Parce que le moment de la cérémonie rest primordial ?
R.C. Bien sûr. L’objectif principal a toujours été que les gens gardent de la cérémonie le souvenir d’un beau moment de partage,
de chaleur, d’amour. On sait que le chemin du deuil est long, qu’il il peut durer des années. Il faut que les obsèques
interviennent comme un moment sur lequel les gens puissent s’appuyer pour parcourir ce chemin, pas comme un grain de sable
qui le rende encore plus pénible. Or, le moindre incident au cours des obsèques peut tout gâcher et laisser des traces pendant
des années. Alors quand les familles vous remercient, parce que les funérailles que vous avez organisées avec elles les aident
à surmonter la douleur, c’est la plus belle satisfaction que les gens du métier peuvent avoir. C’est pourquoi j’ai toujours été très
attentif aux détails : le métier funéraire, c’est une somme de petites attentions, une somme de gestes, de prises de paroles,
qu’il faut réussir.
L’attitude des porteurs, pour ne prendre qu’un exemple, cela n’a l’air de rien, mais c’est tout un savoir-faire à organiser
et à encadrer, au sens littéral du management, parce que les porteurs, comme tout un chacun, ont aussi besoin de reconnaissance dans leur travail. Un jour, un de mes porteurs n’a pas reçu le pourboire qu’il espérait, mais le fils de la défunte l’a remercié pour la qualité de son travail, en ajoutant que cela l’avait touché. Le porteur s’est tourné vers moi pour me dire : « Tu vois ?

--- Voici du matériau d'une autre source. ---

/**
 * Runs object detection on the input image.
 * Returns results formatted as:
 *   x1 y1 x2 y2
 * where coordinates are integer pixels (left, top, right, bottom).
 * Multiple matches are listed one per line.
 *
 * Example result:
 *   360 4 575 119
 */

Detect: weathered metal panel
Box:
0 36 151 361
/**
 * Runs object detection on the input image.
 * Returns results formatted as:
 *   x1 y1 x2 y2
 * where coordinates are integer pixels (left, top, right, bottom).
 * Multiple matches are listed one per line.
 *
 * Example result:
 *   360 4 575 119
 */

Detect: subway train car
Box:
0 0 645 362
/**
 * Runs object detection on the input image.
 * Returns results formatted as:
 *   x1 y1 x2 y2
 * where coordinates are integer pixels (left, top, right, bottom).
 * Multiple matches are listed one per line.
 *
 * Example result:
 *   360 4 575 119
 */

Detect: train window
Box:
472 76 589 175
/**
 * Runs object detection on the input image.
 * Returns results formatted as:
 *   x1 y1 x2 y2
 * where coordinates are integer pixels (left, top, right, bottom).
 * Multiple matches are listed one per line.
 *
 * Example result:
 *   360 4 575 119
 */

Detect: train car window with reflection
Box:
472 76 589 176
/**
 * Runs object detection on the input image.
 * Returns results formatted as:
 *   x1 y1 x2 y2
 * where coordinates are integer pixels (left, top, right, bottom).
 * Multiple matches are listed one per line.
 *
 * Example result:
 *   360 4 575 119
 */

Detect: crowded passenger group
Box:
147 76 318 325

Ça, ça vaut tous les pourboires ! »
Mais les familles avaient-elles conscience de vos partis pris ?
R.C. C’est un peu triste de le constater, mais les Français ne sont toujours pas disposés à payer pour le service. Au départ,
j’avais décidé d’appliquer rigoureusement le même taux de marge à toutes les prestations comme à tous les produits – la même
marge sur un cercueil que sur le temps des porteurs ou du maître de cérémonie. Mais j’ai dû me rendre très rapidement à
l’évidence : sur le devis, cela faisait tiquer les clients. Cela ne les choquait pas de débourser une grosse somme pour le cercueil,
mais ils ne comprenaient pas le montant destiné aux porteurs… Donc je me suis résolu à faire comme mes confrères : de
grosses marges sur les produits, pratiquement aucune marge sur les prestations. Mais cela enferme le secteur dans un cercle
vicieux : on paie mal les porteurs, donc on continue d’assurer un service trop souvent passable. C’est d’autant plus regrettable
que la faute en incombe, au moins en partie, aux consommateurs eux-mêmes.
Aujourd'hui L’Autre Rive compte plusieurs antennes et cherche à se développer en franchise. L’enseigne a-t-elle
modifié le secteur des pompes funèbres ?
R.C. Oui, elle a fait changer les choses, même si les effets de ces changements restent encore limités. En matière de
design, notamment, L’Autre Rive a indéniablement déclenché quelque chose en France. Nous avons été les premiers, par
exemple, à proposer des cercueils en bois brut ou en carton. Ce sont aujourd'hui des produits de plus en plus répandus.
En revanche, pour ce qui est des pratiques du métier elles-mêmes, je pense que les choses n’ont pas beaucoup évolué.
Mais nous avons posé des jalons, lancé des débats qui, sur le long terme, influencent ou influenceront le secteur funéraire.